I have made this point before, so I may sound a little bit like a broken record, but I think that there is a danger of losing sight of the beauty of real life experience and getting too caught up in a virtual iteration of it.

Yes, you can see the sights but smelling it, and experiencing it, and having all your sensations experience it for yourself, I don't know that that can translate into a virtual world. I wonder if we risk losing some of the magic of experiences like that. But anyway, that was a long comment. [laughs]

Jose Najarro: But one thing I do want to say is I think it does help out that we are in this digital transformation world right now where maybe, I don't know how technology was like 30, 40 years ago when new technology came to fruition, there wasn't an ability to share your information of why you believe this might not work or showcase what are some of the negativities behind it.

But now with all these platforms that we have, we can really yell off and be like, hey, this is something that we need to watch out for our kids or for whoever can't defend themselves to some extent right now. I want to say right now, it does help that we have this ability to showcase what can happen.

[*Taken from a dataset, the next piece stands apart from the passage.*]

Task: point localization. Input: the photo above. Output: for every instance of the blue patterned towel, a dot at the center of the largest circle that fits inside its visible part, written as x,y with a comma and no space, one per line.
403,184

Demitri Kalogeropoulos: Real quick, the line that just jumped out at me in that article toward the end were some what, the author said he doesn't think that Meta or any of the big tech giants had the will or the ability to make the metaverse universally pleasant and safe.

I thought that was interesting way to put it and that's probably true. It's going to be a big platform, there's no way to do that and I guess that's the takeaway there. It's similar to the way the whole internet is.

Asit Sharma: Just a quick comment on the idea that these experiences, just going back a minute to Rachel's point about virtual tourism. It's interesting. I don't think the Internet has replaced our desire to travel and see things.

It fulfills a lot of needs for a lot of people, but it seems that it's been good net-net for travel. I may be an idealist in this sense, but I think there's just a different experience when you're out in front of a place and you can see the history right in front of you.

It just generates different pathways in your mind versus seeing something virtually. Now could be that this is a really hyperrealistic experience so I could be proven wrong at the height of the technology, and maybe this is something in 2030 or 2040. I can't distinguish standing right in front of something versus putting my goggles on.

To me, it's the same experience, and I hope that that doesn't become the point of the technology.

But to Jose's point as well, I do like that we have now the technology that's there.

A guy in London is writing this article pointing out these dangers and we're here discussing it and we have people all over the states and the globe at this hour, probably some people from other countries thinking about this. That's a cool thing.